RESULTS: Statistically significant differences in ROM were found for most joint measurements at p<0.05 in pre and post-operative comparisons, except for plantarflexion at toe-off. FMS ratings significantly improved (p<0.05) by 1 level at 5 meter, 50 meter, and 500 meter distances, indicating an increase in functional mobility.

CONCLUSIONS: The results of this study indicate that the minimally invasive SPML surgery designed to lengthen tight muscles of the lower extremity in children with CP positively affected dynamic ROM of the knee and ankle during gait. Additionally, improvement was noted in functional mobility at all distances.

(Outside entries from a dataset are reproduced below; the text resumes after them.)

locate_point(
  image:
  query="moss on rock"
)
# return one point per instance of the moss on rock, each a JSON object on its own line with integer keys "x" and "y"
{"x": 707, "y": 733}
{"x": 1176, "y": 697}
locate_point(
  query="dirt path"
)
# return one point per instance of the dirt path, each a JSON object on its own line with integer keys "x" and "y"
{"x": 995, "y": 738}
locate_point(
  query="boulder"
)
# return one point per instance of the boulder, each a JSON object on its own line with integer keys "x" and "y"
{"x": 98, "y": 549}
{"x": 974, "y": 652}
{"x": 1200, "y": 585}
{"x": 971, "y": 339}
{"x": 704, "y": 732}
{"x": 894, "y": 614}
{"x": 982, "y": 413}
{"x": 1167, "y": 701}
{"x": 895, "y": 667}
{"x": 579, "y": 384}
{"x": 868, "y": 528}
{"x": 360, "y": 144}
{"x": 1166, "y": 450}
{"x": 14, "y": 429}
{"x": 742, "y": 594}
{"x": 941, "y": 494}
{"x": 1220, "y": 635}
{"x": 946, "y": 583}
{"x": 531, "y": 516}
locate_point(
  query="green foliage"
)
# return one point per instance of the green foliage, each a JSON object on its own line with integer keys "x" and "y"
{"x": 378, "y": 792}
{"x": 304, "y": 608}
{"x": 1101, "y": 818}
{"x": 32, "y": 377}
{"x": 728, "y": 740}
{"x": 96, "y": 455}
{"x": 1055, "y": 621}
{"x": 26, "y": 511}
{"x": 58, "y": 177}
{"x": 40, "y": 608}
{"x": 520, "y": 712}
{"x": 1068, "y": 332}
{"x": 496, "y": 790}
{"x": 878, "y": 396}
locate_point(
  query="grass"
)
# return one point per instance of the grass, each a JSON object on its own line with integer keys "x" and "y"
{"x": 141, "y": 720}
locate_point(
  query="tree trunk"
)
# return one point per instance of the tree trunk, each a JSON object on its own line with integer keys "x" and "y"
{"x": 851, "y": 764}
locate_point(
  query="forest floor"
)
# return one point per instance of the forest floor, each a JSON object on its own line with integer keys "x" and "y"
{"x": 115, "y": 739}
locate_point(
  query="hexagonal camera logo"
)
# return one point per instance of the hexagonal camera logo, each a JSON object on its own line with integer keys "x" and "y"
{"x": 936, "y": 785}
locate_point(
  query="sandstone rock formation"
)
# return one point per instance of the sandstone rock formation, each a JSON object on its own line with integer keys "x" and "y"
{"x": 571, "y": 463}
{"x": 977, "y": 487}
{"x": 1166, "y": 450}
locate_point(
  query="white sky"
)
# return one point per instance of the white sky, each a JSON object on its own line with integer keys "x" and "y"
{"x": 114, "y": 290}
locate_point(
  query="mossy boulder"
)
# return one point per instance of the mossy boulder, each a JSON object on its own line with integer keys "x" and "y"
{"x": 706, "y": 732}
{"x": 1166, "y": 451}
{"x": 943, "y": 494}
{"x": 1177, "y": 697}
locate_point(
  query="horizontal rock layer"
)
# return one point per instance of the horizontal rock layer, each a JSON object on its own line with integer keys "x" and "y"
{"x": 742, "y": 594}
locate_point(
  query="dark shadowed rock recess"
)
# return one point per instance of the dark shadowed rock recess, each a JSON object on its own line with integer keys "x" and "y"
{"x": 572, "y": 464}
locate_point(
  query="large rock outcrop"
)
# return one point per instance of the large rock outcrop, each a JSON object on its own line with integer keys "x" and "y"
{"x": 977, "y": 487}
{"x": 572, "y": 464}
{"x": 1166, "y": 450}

CLINICAL RELEVANCE: There are many options available to manage the secondary impairments of lower extremity muscle tightness in children with spastic cerebral palsy. This study offers information regarding the positive outcomes of a minimally invasive surgical procedure for children with spastic CP, adding to the knowledge of treatment options available to children with cerebral palsy. Therapists working with children post SPML should expect increases in ROM and improvements in functional mobility.